Amazon could see its tax bill jump by £29 million next year as a result of changes to business rates that is set to hit warehouses and online retailers the hardest.
The online retail giant is likely to be among the companies facing big tax hikes in the UK following the Chancellor’s autumn statement, according to new analysis from real estate adviser Altus Group.
Meanwhile flagship department stores and hotels could shave millions off their tax bills as bricks and mortar retailers receive greater support.
This is because the Government is shaking up the business rates system and revaluing more than half a million retail properties across England and Wales.
New rateable values, which are used to calculate the business rates tax, will be based upon property values as of April 1, 2021.
That means that the pandemic “winners”, such as online retailers, will see a tax hike while the pandemic “losers”, like physical stores, could see their taxes fall.
One of Amazon’s delivery stations in Longtown, Cumbria, will face a surge in its rateable value by 145%, from £154,000 to £377,500, Altus said.

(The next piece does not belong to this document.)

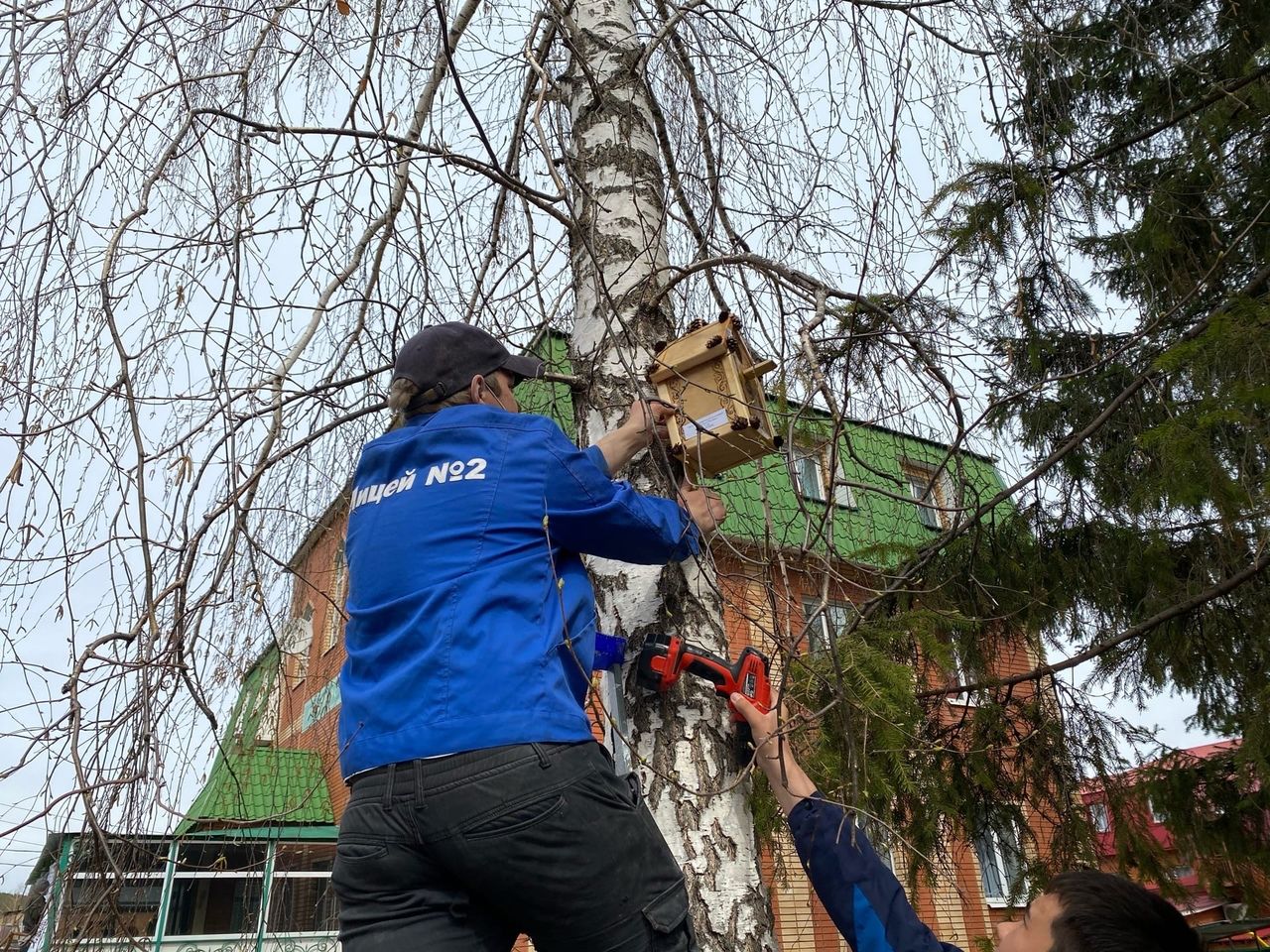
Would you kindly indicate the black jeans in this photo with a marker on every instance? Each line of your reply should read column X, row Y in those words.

Amazon’s overall business rates will rise by around £28.75 million next year and could cost the online giant about £100 million in extra tax over three years, taking into account inflation and before any tax relief is claimed.
Amazon has already reported an escalation in the amount it handed over to the taxman after the pandemic-fuelled online shopping boom.
In July, it said its total tax contribution lifted to £2.77 billion from £1.55 billion a year earlier.
However, Altus warned that smaller occupiers of industrial buildings and warehouses are at risk of financial collapse as a result of tax hikes piled on top of soaring costs.
Its UK president Robert Hayton said: “Most industrial buildings aren’t big sheds occupied by online retailers but house economy incubators, start-ups, and employment-supporting manufacturers.
“It feels like the valuers of the new draft lists have deployed a one size fits all approach, and this could be hugely damaging.”
He added that the “market distortion” following the unusual Covid period is likely to lead to hardship for many already-struggling businesses.
In a letter to Chancellor Jeremy Hunt, the UK Warehousing Association said: “The antecedent valuation date of April 2021 is unfair: warehousing was supporting the economy during lockdown and consequently values were disproportionately high compared to other sectors.”
On the other hand, department stores Harrods and Selfridges, which have seen values plummet since the pandemic, could see combined savings of around £15 million.
The Government said it was addressing the “bricks v clicks” tax imbalance, designed to support the high-street and ensure retailers are not overpaying tax when the value of their property has plummeted.
Furthermore, the Chancellor scrapped a potential online sales tax which was expected to ease the tax burden shouldered by physical stores over their online rivals.
A spokesperson at Amazon said: “We made a total tax contribution of £2.77 billion during 2021 – £648 million in direct taxes and £2.13 billion in indirect taxes.
“Based on analysis from PwC, Amazon ranks in the top 15 largest private sector taxpayers in the UK for taxes borne and collected, as well as for overall total tax contribution.”